In general, covenants not to compete involve an employee in the state of Indiana who agrees not to work for competitors of their employer when they leave the company. Such covenants are often called "non-compete" clauses". Employees who sign them can either receive compensation or simply be required to agree as a condition for their employment.
When are Covenants not to Compete Unenforceable?
Foreseeing whether or not a judge will uphold a covenant not to compete is usually difficult. Even if the employee's interests may be significant Indiana courts will certainly assign great weight to a person's freedom to choose the type of employment that is suitable for them. Accordingly, only those covenants which are deemed to be reasonable will be upheld by the court. A court will typically hold non-compete clauses to be unreasonable if they involve unusually long periods of time or if they cover a geographic region surrounding New Whiteland that is excessively large.
Covenants must also be limited to restricting dealings with those competitors that are reasonably related to the employer's industry. Lastly, the covenant not to compete must have a valid business purpose which is behind the employer's motivation for requiring the agreement.

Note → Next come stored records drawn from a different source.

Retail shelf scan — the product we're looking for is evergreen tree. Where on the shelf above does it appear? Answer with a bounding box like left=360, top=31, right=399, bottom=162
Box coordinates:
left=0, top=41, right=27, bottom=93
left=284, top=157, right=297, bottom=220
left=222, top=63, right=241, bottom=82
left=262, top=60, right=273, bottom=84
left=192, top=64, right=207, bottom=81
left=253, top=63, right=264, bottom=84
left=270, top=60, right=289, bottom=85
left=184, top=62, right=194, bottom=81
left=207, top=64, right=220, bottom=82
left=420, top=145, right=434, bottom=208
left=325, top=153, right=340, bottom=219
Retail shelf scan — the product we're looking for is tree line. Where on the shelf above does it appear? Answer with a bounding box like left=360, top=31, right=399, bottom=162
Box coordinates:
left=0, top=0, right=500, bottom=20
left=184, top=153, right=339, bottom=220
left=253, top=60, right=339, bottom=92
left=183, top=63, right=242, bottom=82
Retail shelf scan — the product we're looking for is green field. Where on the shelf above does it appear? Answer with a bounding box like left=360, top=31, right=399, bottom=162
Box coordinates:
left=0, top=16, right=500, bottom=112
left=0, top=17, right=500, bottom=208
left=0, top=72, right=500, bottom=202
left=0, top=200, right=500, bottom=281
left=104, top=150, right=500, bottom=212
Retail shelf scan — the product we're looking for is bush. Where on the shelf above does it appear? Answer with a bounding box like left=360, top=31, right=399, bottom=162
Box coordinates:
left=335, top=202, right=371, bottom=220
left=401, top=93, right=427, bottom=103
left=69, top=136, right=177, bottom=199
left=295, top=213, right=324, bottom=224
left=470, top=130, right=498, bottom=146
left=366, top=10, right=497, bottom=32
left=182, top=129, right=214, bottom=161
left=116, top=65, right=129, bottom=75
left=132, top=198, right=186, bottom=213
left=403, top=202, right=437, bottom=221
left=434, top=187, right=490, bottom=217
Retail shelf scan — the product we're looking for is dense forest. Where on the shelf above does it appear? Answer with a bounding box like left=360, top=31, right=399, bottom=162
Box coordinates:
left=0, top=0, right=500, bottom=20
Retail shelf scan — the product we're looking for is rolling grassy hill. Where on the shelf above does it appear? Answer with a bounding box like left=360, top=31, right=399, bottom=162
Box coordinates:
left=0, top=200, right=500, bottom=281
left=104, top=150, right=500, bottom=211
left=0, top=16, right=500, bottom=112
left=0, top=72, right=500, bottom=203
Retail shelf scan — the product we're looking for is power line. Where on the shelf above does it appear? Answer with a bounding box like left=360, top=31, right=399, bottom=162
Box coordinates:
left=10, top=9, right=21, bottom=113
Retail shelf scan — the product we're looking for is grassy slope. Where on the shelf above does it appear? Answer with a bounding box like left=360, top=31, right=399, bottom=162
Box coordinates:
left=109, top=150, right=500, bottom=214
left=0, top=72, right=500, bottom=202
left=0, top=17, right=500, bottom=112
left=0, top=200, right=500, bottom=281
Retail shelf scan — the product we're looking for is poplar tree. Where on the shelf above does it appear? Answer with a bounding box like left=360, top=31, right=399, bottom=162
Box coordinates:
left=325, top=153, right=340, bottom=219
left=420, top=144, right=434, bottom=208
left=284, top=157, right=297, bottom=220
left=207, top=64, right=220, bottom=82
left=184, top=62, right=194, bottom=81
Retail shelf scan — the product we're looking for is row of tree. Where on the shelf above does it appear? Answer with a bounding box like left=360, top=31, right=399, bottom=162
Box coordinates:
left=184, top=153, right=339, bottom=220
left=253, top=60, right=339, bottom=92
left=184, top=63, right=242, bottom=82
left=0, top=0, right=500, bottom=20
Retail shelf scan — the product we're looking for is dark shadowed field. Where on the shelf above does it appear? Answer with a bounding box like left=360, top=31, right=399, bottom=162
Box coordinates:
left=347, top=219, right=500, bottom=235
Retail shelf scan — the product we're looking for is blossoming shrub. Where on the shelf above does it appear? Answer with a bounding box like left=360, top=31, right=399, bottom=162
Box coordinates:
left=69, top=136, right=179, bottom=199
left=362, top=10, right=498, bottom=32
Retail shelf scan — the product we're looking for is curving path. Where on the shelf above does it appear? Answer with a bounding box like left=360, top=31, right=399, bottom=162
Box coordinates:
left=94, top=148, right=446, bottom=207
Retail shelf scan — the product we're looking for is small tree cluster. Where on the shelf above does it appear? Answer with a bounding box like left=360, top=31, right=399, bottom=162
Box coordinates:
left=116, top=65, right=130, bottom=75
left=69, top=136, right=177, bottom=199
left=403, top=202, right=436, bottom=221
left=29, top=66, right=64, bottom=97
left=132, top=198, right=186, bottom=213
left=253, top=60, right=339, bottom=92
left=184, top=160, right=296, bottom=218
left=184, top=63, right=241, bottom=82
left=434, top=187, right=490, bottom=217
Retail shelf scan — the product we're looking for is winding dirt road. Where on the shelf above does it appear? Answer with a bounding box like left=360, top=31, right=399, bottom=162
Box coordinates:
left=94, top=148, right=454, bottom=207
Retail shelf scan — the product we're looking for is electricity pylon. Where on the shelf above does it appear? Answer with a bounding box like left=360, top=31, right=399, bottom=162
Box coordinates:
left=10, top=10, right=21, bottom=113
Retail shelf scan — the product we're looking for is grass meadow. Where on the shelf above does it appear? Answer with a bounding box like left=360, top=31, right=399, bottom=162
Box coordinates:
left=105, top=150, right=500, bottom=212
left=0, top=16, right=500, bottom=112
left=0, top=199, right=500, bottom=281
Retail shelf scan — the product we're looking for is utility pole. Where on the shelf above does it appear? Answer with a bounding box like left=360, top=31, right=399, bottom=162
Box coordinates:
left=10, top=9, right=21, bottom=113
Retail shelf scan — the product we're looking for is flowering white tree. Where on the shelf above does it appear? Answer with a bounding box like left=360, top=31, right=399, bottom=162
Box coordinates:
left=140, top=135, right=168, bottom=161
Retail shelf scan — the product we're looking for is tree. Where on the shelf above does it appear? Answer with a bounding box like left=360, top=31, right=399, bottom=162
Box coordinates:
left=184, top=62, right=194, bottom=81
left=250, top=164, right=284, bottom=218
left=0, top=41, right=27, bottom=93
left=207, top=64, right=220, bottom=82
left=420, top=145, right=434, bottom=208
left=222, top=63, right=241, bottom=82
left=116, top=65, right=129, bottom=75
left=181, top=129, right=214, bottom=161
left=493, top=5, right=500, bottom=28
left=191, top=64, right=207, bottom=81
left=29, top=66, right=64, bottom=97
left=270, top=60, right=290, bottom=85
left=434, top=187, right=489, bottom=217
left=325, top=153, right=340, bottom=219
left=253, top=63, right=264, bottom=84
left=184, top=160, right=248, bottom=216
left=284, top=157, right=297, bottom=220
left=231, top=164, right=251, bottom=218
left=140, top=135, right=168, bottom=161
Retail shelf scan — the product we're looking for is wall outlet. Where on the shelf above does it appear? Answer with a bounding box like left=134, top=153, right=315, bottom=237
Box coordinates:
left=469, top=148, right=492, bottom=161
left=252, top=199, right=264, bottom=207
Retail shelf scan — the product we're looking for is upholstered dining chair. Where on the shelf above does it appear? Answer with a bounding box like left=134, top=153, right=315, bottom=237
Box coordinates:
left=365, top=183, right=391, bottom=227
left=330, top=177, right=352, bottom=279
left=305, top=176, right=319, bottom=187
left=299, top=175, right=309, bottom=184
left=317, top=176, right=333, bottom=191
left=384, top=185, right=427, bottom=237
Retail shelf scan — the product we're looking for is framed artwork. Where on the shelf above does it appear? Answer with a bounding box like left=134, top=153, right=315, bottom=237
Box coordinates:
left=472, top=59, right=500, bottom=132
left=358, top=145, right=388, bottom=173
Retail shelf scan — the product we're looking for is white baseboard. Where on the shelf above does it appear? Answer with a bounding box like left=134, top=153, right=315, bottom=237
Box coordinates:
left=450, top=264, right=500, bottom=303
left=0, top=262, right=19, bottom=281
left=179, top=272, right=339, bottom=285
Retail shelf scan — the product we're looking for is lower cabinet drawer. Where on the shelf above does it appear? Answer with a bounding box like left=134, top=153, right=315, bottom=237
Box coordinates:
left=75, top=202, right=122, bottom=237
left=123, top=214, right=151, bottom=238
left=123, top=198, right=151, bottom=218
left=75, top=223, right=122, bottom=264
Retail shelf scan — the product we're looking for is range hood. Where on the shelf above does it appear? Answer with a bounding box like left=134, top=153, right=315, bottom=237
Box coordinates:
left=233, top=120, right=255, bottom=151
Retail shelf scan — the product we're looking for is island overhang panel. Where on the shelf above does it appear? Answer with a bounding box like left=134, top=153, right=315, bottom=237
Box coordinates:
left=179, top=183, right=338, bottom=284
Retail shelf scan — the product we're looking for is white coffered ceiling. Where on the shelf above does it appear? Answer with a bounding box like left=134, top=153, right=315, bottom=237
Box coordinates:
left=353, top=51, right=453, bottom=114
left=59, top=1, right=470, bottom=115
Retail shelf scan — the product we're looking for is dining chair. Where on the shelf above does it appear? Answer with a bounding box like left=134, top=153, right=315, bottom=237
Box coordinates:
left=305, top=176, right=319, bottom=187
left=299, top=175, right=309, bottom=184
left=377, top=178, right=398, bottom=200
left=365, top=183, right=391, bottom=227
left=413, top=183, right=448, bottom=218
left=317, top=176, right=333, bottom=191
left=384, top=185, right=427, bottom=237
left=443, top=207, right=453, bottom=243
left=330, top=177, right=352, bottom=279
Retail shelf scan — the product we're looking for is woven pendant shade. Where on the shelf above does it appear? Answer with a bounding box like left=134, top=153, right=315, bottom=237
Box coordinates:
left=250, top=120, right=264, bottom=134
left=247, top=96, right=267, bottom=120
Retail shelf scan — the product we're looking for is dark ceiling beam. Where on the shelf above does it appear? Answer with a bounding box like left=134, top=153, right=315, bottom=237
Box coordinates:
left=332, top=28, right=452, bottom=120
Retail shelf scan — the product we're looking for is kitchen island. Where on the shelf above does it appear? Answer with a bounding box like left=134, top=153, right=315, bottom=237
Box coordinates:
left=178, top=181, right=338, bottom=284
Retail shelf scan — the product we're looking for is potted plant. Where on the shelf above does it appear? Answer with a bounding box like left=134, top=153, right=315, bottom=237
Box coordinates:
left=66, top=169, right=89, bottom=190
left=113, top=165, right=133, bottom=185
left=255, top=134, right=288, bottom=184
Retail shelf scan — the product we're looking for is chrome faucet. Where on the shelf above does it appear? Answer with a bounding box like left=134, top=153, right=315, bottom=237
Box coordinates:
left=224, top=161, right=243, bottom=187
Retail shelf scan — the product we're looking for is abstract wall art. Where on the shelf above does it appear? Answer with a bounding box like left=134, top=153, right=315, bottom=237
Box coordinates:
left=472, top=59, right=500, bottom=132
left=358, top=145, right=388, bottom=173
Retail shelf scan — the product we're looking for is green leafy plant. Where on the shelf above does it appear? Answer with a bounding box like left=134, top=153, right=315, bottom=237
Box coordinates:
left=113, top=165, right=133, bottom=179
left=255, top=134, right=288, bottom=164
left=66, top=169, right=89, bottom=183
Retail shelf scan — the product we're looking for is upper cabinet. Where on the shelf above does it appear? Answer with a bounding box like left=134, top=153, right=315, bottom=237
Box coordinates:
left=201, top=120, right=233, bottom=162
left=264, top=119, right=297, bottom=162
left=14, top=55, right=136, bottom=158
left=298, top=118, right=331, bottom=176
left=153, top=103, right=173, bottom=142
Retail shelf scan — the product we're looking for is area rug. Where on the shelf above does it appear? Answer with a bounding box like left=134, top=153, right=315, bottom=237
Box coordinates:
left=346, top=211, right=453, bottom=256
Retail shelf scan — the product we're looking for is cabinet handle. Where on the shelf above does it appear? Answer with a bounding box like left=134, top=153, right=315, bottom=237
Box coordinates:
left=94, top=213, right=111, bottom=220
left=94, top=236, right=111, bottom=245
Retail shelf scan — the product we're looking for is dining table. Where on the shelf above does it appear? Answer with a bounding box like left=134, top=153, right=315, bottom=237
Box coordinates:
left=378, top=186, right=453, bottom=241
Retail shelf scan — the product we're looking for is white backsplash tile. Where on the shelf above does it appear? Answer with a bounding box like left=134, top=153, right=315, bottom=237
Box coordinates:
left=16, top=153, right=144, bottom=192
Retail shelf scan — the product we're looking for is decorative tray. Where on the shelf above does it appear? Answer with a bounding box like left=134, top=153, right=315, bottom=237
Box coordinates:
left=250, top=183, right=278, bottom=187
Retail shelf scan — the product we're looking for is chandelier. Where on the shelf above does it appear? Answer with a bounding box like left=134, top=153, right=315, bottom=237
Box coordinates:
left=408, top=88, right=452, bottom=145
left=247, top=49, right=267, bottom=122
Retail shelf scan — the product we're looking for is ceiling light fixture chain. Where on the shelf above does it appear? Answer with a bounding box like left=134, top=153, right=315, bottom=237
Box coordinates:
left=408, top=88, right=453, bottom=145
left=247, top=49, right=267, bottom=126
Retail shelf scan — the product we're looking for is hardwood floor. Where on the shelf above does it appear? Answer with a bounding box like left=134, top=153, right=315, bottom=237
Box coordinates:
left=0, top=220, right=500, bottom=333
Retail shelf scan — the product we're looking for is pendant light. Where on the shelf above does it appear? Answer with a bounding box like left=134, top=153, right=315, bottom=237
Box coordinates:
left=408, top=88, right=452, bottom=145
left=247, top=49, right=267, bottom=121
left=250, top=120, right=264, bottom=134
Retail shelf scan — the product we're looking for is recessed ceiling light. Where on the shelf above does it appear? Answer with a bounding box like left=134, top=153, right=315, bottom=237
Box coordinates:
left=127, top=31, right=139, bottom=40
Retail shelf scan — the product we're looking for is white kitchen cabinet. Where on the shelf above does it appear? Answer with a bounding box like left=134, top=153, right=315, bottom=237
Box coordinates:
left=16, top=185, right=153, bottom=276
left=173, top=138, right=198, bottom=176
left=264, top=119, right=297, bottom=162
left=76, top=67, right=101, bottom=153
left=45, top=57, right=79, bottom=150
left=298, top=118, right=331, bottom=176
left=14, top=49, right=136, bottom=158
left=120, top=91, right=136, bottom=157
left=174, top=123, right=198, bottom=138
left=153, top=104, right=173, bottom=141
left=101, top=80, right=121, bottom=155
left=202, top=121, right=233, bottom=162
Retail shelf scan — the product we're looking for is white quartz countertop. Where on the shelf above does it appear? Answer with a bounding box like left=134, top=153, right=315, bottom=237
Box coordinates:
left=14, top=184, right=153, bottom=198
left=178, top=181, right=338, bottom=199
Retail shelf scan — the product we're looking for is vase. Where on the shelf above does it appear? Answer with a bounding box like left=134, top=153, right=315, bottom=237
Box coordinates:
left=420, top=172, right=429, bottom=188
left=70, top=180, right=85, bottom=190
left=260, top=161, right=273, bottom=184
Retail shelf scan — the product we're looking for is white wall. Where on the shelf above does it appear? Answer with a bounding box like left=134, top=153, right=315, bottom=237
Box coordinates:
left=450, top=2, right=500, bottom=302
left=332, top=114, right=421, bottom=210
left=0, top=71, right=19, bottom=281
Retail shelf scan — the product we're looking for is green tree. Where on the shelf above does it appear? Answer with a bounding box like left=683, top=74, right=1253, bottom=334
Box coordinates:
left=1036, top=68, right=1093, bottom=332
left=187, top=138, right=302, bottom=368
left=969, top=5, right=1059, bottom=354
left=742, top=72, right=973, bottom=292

Do I Need an Attorney when Dealing with a Covenant not to Compete?
You might want to hire a New Whiteland, Indiana lawyer to review the covenant before signing any provisions that may limit or restrict your rights. The lawyer will then be able to negotiate any modifications to the contract as needed, or they can even draft a new one should it be required by one or both parties. An attorney can also give valuable advice when it comes to suing employees for breaching covenants, or counseling employees who have signed one regarding whether they can accept a different job.